“This fighting must not continue because its repercussions are bad – for the dear Palestinian people (and) Lebanon,” Hezbollah leader, Hassan Nasrallah said.
The head of powerful armed group, Hezbollah, called on Tuesday for a halt to days of deadly clashes that have raged between rival factions in the Palestinian camp of Ain Al-Hilweh in southern Lebanon, Reuters reports.
At least 11 people have been killed in the camp since fighting broke out on Saturday between mainstream faction Fatah and Islamic militants, security sources in the camp told Reuters.
Fighting Must Stop
“This fighting must not continue because its repercussions are bad – for the camp’s residents, for the dear Palestinian people … for the south, for all of Lebanon,” Hezbollah leader, Hassan Nasrallah said in a televised address.
The United Nations Agency for Palestine Refugees (UNRWA) said at least 2,000 people have fled their homes in the camp and UNRWA activities were suspended due to the violence.
Negotiations between the rival factions have led to brief suspensions of fighting but have failed to secure a lasting ceasefire, with heavy clashes resuming on Tuesday.
Hezbollah, which controls southern Lebanon and is vehemently opposed to Israel, has ties to Palestinian factions and supports their cause.
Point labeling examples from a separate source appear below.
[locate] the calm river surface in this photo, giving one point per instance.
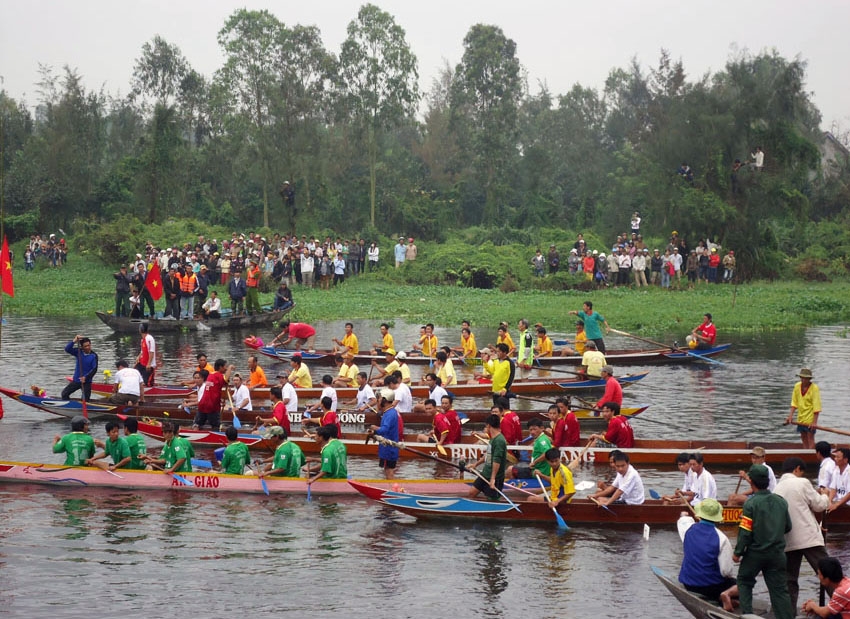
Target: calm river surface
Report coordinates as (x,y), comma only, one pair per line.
(71,553)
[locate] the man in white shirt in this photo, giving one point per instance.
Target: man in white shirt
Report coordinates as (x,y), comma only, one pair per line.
(757,456)
(627,486)
(289,396)
(826,469)
(129,385)
(241,396)
(805,538)
(704,484)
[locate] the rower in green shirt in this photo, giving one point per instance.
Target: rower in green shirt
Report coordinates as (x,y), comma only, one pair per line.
(287,459)
(177,452)
(136,442)
(236,454)
(78,445)
(115,446)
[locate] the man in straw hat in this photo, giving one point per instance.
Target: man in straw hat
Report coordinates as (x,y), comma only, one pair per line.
(707,566)
(805,401)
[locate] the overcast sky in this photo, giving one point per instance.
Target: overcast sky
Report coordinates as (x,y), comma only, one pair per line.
(559,43)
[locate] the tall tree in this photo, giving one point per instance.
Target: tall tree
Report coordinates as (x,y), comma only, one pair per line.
(250,40)
(379,76)
(486,97)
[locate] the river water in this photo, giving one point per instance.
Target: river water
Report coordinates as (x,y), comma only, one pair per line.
(69,553)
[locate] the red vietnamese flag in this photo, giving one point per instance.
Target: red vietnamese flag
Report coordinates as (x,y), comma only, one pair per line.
(6,270)
(153,282)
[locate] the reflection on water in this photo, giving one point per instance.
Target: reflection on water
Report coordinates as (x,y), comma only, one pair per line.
(347,557)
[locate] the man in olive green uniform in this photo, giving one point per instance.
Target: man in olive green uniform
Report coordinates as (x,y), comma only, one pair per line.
(761,545)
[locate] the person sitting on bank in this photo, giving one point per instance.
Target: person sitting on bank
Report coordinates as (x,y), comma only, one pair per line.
(707,566)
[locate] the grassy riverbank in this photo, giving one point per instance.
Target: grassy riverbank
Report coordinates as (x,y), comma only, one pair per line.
(83,286)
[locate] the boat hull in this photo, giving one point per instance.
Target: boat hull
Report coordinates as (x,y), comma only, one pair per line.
(160,326)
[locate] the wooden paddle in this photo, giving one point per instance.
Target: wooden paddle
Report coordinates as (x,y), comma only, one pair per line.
(574,463)
(562,524)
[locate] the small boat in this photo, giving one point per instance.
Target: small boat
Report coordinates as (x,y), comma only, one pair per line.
(122,324)
(645,451)
(671,355)
(519,387)
(700,607)
(171,409)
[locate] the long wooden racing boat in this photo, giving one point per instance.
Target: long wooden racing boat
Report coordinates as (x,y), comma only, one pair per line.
(171,409)
(702,608)
(579,511)
(93,477)
(519,387)
(614,357)
(121,324)
(645,451)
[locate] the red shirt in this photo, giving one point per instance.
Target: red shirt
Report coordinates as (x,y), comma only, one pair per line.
(279,414)
(301,330)
(454,427)
(511,428)
(613,392)
(331,418)
(211,400)
(441,426)
(708,331)
(620,432)
(566,432)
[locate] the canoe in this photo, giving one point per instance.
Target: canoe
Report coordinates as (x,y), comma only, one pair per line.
(646,451)
(520,387)
(170,409)
(614,357)
(126,479)
(700,607)
(580,511)
(161,325)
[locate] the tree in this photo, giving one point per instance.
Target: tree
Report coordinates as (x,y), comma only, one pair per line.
(486,96)
(249,40)
(378,77)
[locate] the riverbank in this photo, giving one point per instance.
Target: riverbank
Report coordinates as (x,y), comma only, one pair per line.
(83,286)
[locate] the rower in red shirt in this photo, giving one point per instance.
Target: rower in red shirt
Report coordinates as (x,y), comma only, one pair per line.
(613,390)
(704,335)
(567,429)
(446,403)
(619,430)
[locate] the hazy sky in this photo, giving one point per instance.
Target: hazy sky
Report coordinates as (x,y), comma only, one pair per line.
(559,43)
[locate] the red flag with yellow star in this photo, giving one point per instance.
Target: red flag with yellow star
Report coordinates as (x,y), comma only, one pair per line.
(153,282)
(6,270)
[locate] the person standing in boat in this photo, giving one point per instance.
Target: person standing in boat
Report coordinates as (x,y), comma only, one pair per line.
(85,368)
(707,566)
(593,322)
(495,461)
(146,361)
(613,389)
(389,429)
(805,401)
(619,431)
(704,335)
(761,546)
(78,446)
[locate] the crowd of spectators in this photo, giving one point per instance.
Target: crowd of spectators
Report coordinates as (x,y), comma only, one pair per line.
(632,263)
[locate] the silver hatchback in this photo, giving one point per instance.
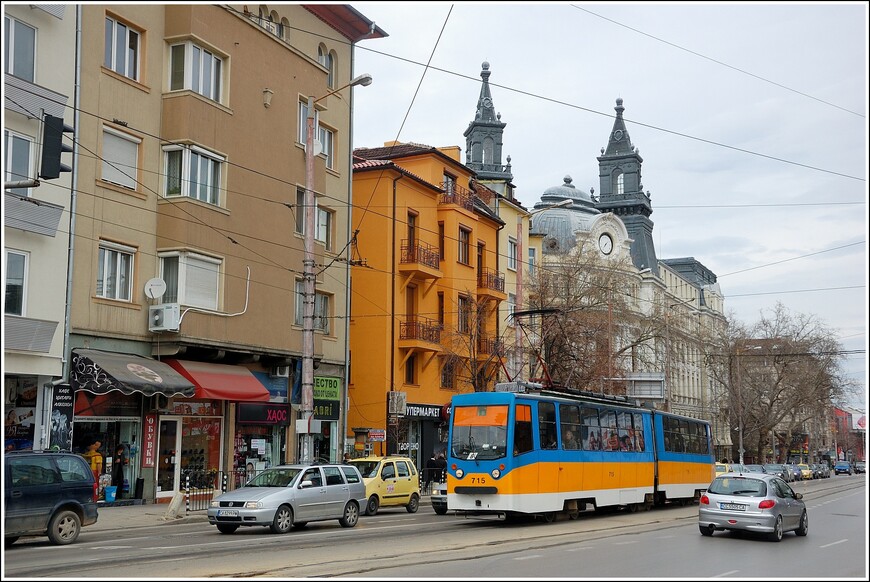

Nasrallah, on Tuesday, said anyone who could “pressure, say a word, make contact, make an effort” to secure a truce should do so.
Hundreds of thousands of Palestinian refugees live in Lebanon’s 12 Palestinian camps, which date back to the Nakba, the 1948 ethnic cleansing of Palestine by Zionist militias.
The camps mainly lie outside the jurisdiction of Lebanese security services.
Quran Burning
Nasrallah also ramped up his language on Tuesday against those burning copies of the Muslim holy book, the Quran, in Denmark and Sweden in recent weeks, saying the weak response from Muslim states had left believers wanting.
“There is no longer any meaning to waiting for anyone. You must take up this responsibility and punish these damned people with the strongest punishment,” Nasrallah said.
Hezbollah is a Lebanese resistance group.
It is credited for driving the Israeli military out of Lebanon in 2000, and for pushing back against attempted Israeli incursions in the Israeli war on Lebanon in 2006.